The brothers Jamin first bought plantation Geyersvlijt, followed by plantation Maasstroom and Berlijn. In 1954, Rust en Werk and its neighboring plantation were bought.

In 1947, the history of this plantation took a turn with the establishment of the V.C.M. N.V. and the expansion of the business across more plantations than just Rust en Werk. The V.C.M. N.V was bought in 1979 by RPGA van Alen and Mr. Armand van Alen and has been a thriving cattle farm ever since.

van Alen
By the 1st of March 1979, the shares of the Verenigde Cultuur Maatschappijen N.V. were sold to R.P.G.A. van Alen. On that date, R.P.G.A. van Alen and Armand van Alen became the appointed directors.
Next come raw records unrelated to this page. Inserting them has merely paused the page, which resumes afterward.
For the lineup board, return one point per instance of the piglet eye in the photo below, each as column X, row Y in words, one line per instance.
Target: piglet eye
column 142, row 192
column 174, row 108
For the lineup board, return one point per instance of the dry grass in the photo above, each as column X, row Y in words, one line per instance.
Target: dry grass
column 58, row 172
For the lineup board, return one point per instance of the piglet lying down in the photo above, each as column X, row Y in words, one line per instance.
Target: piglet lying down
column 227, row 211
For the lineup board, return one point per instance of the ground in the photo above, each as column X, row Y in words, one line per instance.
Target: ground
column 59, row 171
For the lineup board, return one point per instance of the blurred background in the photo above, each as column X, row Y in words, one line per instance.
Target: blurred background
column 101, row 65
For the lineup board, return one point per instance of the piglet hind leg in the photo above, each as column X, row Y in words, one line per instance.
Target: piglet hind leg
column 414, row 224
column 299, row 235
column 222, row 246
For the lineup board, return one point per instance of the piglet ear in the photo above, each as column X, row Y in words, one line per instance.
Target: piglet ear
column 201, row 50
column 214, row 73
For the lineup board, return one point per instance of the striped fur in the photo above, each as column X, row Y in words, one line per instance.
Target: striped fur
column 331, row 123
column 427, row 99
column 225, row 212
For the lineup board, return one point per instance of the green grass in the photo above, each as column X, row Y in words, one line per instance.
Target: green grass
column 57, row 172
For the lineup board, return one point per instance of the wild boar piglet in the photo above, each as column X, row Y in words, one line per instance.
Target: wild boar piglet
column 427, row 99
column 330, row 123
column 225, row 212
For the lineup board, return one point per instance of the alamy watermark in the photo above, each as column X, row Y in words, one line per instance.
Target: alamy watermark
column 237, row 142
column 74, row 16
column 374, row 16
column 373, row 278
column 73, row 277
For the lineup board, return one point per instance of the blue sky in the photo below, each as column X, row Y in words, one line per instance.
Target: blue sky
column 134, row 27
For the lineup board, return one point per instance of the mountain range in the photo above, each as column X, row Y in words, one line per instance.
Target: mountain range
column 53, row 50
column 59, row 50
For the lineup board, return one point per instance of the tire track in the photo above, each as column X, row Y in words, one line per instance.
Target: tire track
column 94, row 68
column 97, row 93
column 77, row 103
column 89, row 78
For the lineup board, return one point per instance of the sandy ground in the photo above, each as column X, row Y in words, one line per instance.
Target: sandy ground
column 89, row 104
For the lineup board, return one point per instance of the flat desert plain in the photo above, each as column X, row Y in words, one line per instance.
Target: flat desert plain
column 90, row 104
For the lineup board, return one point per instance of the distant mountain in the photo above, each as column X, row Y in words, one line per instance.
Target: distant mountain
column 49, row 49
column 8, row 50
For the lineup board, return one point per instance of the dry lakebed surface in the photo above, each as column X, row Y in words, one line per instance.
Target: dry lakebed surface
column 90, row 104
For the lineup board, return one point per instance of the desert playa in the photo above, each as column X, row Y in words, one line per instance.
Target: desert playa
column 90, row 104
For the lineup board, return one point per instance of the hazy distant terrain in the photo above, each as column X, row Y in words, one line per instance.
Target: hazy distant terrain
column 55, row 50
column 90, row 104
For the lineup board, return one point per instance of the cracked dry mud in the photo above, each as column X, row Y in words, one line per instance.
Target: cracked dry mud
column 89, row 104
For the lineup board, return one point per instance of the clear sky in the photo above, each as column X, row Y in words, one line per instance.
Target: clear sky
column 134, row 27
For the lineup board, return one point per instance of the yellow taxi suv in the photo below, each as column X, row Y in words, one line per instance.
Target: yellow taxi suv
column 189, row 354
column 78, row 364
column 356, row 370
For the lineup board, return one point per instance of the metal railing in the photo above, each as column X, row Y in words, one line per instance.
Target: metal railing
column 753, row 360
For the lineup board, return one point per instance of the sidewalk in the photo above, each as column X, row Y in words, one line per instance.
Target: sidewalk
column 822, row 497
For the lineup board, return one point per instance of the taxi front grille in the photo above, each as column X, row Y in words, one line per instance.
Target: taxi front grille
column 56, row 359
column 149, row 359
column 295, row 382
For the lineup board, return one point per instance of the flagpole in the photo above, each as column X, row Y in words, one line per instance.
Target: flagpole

The Verenigde Cultuur Maatschappijen N.V. owns the following plantations in district Commewijne, with the exception of 203 ha.of the Resolutie:

  1. Resolutie
  2. Leyerdorp
  3. Andreasgift
  4. Pieterszorg(Parwah)
  5. Einde rust
  6. Lust tot rust
  7. Rust en werk (Setu Wérek)
  8. Johannesburg (Lasmboreg)
  9. Maasstroom (Mastrong)
  10. Berlijn (Barlin)
  11. Elisabethshoop (Kaliyansi)
  12. Nut en Schadelijk (Herendijk)

Approximately 82 employees work on the plantations of the 32 live in the village Rust en Werk and 50 come to work daily on a ferry boat from Marienburg or Leonsberg to Rust en Werk or Nut en Schadelijk.

Mission and Vision of the Company:

The company aims to develop cultivating businesses in and outside Suriname, selling their products and furthermore that which is related to this in the broadest sense of the word, and all that which is beneficial to the company, including participating in similar or related companies with the similar goals and in addition, engaging in any type of business for which a limited liability company is allowed in Suriname.